Chinese embassies were established in Dayuan, beginning with Zhang Qian around 130 BC. Soon, the city and the rest of Dayuan were conquered completely by the Han dynasty after winning the War of the Heavenly Horses. This contributed to the opening up of the Silk Road from the 1st century BC.

Following the conquests of the Scythians and Kushan Empire and Parthians, Greek language and culture were replaced by subsequent empires.
==Archaeological remains==
The remains of Alexander's town lie in the tell of the old citadel in Khojand. Although the oldest surface remains of the walls date only to the 10th century, Soviet and Tajik excavations of the site have revealed that below the modern surface are medieval, Hellenistic and Achaemenid layers. These layers have revealed fortifications dating to around the 4th century BC.

Other remains include household utensils, armaments, and building materials, which are exhibited in the Museum of Regional Studies in Khojand.

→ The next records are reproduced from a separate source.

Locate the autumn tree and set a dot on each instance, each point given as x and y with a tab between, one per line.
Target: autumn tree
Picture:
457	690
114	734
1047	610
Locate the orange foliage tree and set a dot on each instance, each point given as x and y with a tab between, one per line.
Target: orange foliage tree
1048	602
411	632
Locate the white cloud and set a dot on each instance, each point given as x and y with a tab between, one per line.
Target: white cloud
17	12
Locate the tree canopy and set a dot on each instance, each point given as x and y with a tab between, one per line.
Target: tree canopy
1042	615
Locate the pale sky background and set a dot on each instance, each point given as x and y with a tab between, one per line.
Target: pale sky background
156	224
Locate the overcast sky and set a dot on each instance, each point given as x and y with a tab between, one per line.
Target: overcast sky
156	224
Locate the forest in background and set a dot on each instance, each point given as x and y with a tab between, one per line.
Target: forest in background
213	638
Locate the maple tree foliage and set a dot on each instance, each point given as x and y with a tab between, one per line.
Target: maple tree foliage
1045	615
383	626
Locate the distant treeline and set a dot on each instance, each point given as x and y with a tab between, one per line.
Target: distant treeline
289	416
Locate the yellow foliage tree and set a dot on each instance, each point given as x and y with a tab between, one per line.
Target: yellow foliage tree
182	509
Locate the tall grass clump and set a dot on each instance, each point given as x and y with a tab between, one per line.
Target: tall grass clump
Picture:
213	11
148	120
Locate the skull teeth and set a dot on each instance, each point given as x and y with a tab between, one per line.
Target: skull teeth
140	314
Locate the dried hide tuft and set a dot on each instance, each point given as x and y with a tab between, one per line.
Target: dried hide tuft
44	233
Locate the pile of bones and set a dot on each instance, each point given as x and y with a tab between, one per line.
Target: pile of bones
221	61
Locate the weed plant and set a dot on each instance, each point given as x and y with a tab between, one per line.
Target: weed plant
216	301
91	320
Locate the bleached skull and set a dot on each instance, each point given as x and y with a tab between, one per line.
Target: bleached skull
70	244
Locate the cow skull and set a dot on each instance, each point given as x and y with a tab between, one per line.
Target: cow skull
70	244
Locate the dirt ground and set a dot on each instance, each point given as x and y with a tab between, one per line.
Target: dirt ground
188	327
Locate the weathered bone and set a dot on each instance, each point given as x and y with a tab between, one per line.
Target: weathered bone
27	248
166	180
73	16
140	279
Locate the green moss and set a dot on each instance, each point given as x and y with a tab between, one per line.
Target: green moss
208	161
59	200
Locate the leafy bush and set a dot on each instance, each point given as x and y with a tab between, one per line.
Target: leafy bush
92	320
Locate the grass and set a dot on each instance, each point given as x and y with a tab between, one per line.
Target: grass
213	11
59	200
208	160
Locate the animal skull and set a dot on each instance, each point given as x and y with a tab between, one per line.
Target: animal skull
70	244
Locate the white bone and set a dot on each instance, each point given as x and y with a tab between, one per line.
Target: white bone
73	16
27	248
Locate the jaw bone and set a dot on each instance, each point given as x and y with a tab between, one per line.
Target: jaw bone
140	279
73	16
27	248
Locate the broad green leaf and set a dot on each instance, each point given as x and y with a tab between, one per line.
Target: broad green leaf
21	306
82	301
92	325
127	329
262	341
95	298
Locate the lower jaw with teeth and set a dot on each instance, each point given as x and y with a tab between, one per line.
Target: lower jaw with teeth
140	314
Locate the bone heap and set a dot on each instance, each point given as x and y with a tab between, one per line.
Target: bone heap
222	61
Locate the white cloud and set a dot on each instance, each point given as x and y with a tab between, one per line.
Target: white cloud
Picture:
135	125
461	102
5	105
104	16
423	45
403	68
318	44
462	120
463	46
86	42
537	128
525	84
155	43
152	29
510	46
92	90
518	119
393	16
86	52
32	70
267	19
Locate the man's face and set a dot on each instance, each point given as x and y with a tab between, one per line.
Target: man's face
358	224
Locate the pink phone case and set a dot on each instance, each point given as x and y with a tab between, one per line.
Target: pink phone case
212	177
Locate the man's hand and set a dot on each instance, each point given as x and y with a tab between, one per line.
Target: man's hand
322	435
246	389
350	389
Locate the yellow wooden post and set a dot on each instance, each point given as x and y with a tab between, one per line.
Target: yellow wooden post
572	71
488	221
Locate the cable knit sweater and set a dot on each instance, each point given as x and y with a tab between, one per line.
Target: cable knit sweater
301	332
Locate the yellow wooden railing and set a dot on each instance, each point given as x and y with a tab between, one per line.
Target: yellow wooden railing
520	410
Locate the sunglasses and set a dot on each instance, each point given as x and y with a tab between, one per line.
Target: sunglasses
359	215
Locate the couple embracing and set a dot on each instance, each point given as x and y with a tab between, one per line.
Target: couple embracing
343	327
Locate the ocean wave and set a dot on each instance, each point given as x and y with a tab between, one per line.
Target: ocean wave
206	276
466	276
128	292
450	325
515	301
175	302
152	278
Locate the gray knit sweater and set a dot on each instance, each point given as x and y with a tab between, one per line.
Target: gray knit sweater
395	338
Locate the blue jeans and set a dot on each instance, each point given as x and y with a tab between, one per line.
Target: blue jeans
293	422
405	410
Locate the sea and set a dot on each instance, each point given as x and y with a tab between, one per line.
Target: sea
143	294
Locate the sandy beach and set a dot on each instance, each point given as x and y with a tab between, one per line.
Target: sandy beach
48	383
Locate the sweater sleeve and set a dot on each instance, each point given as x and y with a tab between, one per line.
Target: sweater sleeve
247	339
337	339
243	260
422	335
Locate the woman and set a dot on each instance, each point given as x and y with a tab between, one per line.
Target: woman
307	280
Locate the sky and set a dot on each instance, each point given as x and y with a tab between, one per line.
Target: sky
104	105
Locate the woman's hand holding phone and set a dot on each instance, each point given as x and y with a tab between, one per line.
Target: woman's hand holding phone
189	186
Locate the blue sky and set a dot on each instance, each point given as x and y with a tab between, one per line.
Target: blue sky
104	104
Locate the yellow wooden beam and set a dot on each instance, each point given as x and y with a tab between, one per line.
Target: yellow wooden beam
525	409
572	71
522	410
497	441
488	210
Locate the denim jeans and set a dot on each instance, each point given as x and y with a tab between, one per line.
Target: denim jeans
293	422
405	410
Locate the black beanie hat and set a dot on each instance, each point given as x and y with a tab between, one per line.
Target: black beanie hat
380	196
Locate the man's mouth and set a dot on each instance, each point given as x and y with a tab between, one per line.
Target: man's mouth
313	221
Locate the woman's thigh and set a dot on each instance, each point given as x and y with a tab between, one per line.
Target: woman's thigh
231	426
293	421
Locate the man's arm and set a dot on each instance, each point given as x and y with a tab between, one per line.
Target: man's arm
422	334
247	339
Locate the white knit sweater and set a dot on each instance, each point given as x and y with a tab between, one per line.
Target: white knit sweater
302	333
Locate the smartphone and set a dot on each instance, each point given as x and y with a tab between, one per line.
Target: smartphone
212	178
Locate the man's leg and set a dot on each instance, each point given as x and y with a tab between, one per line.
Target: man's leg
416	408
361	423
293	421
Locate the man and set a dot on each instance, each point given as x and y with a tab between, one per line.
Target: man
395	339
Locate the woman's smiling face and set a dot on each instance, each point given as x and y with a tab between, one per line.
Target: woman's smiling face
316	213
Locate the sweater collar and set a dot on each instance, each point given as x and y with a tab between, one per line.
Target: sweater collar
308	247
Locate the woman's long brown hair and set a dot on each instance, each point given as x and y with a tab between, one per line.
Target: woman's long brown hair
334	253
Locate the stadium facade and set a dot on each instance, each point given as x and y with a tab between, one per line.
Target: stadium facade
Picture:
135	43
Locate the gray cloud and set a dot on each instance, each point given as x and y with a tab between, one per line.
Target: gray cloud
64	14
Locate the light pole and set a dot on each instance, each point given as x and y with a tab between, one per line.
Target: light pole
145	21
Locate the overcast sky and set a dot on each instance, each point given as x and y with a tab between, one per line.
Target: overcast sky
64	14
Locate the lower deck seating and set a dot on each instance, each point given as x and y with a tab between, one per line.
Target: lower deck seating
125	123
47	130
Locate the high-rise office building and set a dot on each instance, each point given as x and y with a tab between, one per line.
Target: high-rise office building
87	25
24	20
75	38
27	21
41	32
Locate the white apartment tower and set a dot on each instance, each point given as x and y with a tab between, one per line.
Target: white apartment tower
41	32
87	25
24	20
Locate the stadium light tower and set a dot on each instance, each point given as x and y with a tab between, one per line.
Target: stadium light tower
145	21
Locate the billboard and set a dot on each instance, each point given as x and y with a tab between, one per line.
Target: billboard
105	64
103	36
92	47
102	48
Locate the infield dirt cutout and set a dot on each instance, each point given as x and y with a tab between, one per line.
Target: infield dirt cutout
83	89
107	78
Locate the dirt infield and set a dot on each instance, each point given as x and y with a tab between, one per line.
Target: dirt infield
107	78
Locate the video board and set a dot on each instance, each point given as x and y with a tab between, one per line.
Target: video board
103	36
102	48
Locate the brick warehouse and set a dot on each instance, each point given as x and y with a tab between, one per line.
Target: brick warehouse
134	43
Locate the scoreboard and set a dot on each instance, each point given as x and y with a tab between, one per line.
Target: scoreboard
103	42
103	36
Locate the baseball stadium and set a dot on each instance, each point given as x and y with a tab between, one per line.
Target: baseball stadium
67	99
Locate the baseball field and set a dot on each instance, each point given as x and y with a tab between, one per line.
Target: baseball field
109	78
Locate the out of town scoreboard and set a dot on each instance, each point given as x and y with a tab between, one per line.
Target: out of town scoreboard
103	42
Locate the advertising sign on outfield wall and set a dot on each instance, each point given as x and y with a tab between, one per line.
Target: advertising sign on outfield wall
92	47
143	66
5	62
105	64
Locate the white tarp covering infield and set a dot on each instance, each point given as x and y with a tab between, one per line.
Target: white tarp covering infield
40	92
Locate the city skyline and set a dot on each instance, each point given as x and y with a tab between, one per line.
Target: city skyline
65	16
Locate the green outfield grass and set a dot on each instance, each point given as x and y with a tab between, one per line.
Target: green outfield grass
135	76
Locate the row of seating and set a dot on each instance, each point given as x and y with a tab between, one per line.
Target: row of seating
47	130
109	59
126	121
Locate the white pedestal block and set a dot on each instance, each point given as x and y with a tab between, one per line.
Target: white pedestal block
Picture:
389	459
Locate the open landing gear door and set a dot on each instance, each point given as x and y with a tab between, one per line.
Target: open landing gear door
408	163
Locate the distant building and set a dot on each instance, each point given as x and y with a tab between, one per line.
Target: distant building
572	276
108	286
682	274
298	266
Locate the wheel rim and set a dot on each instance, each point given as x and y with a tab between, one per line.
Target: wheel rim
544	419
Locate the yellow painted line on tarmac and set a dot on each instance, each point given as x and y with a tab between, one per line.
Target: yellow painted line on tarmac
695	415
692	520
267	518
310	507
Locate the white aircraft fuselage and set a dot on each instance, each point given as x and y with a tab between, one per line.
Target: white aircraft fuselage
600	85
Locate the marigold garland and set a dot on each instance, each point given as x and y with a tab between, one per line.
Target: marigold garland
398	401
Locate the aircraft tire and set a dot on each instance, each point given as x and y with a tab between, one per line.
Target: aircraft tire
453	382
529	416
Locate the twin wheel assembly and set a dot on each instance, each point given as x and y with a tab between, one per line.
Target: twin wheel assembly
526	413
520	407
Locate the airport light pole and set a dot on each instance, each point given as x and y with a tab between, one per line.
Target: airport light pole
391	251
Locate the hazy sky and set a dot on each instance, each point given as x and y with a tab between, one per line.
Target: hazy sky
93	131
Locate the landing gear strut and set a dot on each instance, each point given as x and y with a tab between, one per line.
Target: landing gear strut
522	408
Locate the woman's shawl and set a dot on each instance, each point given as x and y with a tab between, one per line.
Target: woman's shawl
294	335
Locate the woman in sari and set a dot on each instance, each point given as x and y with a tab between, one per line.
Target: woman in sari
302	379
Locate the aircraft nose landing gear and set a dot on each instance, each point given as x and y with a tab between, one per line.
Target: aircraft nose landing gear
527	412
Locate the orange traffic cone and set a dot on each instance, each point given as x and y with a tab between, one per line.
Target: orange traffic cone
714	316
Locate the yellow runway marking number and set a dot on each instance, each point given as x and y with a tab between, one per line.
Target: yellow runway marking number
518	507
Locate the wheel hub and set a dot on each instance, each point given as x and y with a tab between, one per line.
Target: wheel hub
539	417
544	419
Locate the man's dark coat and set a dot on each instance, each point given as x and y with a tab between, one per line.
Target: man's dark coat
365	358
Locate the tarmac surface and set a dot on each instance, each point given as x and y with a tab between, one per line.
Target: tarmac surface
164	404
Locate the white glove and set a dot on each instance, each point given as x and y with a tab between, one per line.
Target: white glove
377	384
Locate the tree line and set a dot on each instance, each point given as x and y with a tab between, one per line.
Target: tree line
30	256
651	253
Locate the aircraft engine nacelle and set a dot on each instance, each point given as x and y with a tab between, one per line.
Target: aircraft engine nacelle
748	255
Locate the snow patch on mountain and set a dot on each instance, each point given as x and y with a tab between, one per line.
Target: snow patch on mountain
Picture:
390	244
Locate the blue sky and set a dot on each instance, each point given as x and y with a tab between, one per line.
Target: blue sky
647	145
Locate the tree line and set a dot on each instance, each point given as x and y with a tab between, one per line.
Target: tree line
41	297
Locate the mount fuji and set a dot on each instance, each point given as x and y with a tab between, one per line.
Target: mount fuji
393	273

The site has also revealed numerous Hellenistic coins and pottery.

In the Tabula Peutingeriana, below the city there is a rhetorical question in Latin: "Hic Alexander responsum accepit: usque quo Alexander?" (Here Alexander accepted the answer: "Until where, Alexander?") — referencing both his insatiable appetite for conquest and a legend from the Alexander Romance in which "celestial creatures" admonished Alexander not to pursue further explorations, which would ultimately lead to his untimely death.

==In fiction==
Alexandria Eschate is the final destination of Euxenus, son of Eutychides of the deme of Pallene, the protagonist of Alexander at the World's End by Tom Holt.

Horses of Heaven, by Gillian Bradshaw, is set in Alexandria Eschate, c. 140 BCE.